Tax issues for "high earning people" is mostly a BS screen to get you to buy whole life...

There are plenty of tax-efficient funds to invest in after you max out your 401k and IRAs..

You can buy I-bonds... no taxes until you redeem
You can buy municipal bonds
You can buy the SP 500 Index Fund or Total Stock Market Index Fund (Most people are going to want to have 50% or more of their portfolio in this ANYWAY).

Those index funds don't have capital gains... you know why? Because the only time they sell a stock is if it's totally tanked and is removed from the Index (i.e. capital losses).
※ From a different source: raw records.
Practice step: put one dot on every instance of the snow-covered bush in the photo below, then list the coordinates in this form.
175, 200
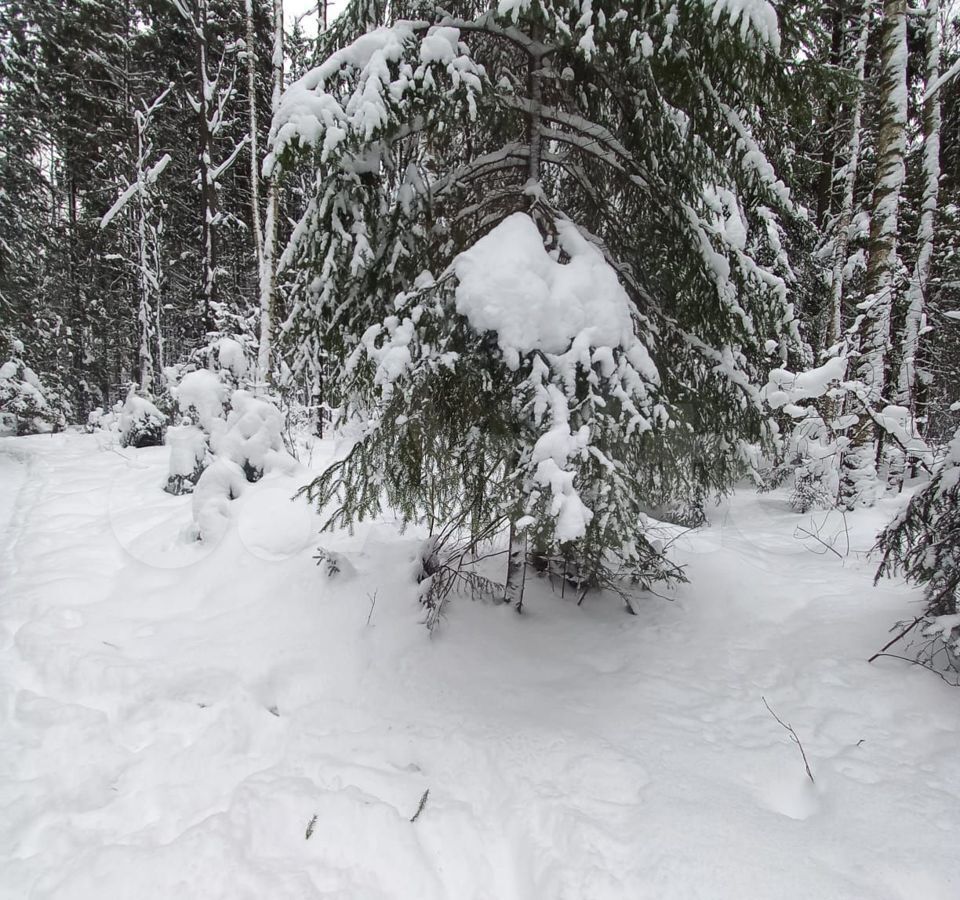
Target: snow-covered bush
226, 436
25, 407
923, 544
251, 436
202, 396
515, 390
222, 481
141, 424
822, 434
188, 457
They don't sell the stocks that have gone way up... You don't get taxed until YOU sell (just like withdrawing money from life insurance)

I own TSM... I'm paying 0.3% in dividend taxes this year on the money I have invested in there... I'd rather pay 0.3% of my taxable portfolio in taxes with a 0.1% fee than have a tax-free portfolio with 2%-3% in fees

Whole life insurance is NOT a good investment for someone like you... I'd probably go ahead and get 30-year term now, before you have the kids (since you plan to), but there's no reason to buy whole life...

Of course the insurance salesman is going to tell you that you need insurance. It's like asking a barber if you need a haircut.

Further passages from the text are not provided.